Der Regierungspräsident Breslau berichtet über die Monate April und Mai 1935:

Die Juden haben nach außen im allgemeinen die erforderliche Zurückhaltung geübt und zu Beanstandungen keinen Anlaß gegeben. Dagegen bemühen sie sich sehr lebhaft, durch Veranstaltungen verschiedener Art den Zusammenschluß unter sich zu fördern.

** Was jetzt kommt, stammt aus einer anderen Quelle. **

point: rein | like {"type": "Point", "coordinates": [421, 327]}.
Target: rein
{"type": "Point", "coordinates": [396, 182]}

Die Regelung des Beflaggens von Häusern und Geschäftsunternehmungen, die sich in Händen von Juden befinden, hat in der Bevölkerung vielfach zu der Annahme geführt, es dürften an Gebäuden, deren Besitzer Jude ist, die Fahnen des Reiches und vor allem die Hakenkreuzflagge überhaupt nicht gezeigt werden. Diese Annahme ist wohl auf eine Pressenotiz zurückzuführen, die die Überschrift trug ''Juden dürfen die Reichsfahnen nicht hissen'' und folgenden Wortlaut hatte: ''Die Hissung der Reichsfahnen durch jüdische Geschäfte und Privathäuser hat wiederholt zu Störungen der öffentlichen Ruhe und Ordnung geführt. Um derartige Zwischenfälle für die Zukunft zu vermeiden, hat der Reichsminister des Innern bestimmt: Die Hissung der Reichsfahnen, insbesondere der Hakenkreuzflagge, durch Juden hat zu unterbleiben. In Zweifelsfällen trifft die örtliche Polizei die erforderlichen Anordnungen.''

Die Bekanntmachung hat u.a. zur Folge gehabt, daß in einem Falle nationalsozialistische Mieter eines jüdischen Hausbesitzers sich nicht für berechtigt gehalten haben, die Reichsflagge in ihrer Wohnung zu hissen, sich aber darüber beklagten, daß ihnen dieses Recht verwehrt sein sollte. Auch hat die Betriebsgemeinschaft A. Wertheim G.m.b.H. Beschwerde erhoben, daß die von ihr anläßlich des Feiertages der nationalen Arbeit gehißten Reichsflaggen auf Veranlassung von SA Leuten von dem Geschäftslokal Wertheim entfernt werden mußten. Die Belegschaft, die sich zum größten Teil aus Ariern zusammensetzt und von der ein großer Teil schon vor der Machtübernahme der NSDAP angehörte, hatte am Tage der nationalen Arbeit das Geschäftslokal würdig ausgeschmückt und hierbei auch die Fahnen in den Farben schwarz weiß-rot sowie Hakenkreuzflaggen verwendet. Mehrere SA Leute unter Führung eines Gauamtsleiters verlangten von der Straße aus die sofortige Entfernung der Fahnen und drohten mit gewaltsamen Vorgehen. Da auch ein großer Teil der Straßenpassanten sich hierbei von dem Geschäftslokal der Wertheim G.m.b.H. ansammelte und seiner Empörung über die Beflaggung Ausdruck verlieh, wurden die Fahnen, um Störungen der öffentlichen Ordnung und Sicherheit zu vermeiden, auf Veranlassung der Polizei durch die Geschäftsleitung entfernt. Die Mitglieder der Betriebsgemeinschaft der Wertheim G.m.b.H. empfinden die Entfernung der Flaggen als eine schwere Kränkung, zumal die Ausschmückung der Hausfront und der Schaufenster von Gefolgschaftsmitgliedern freiwillig vorgenommen war und bis 1 Uhr nachts gedauert hatte.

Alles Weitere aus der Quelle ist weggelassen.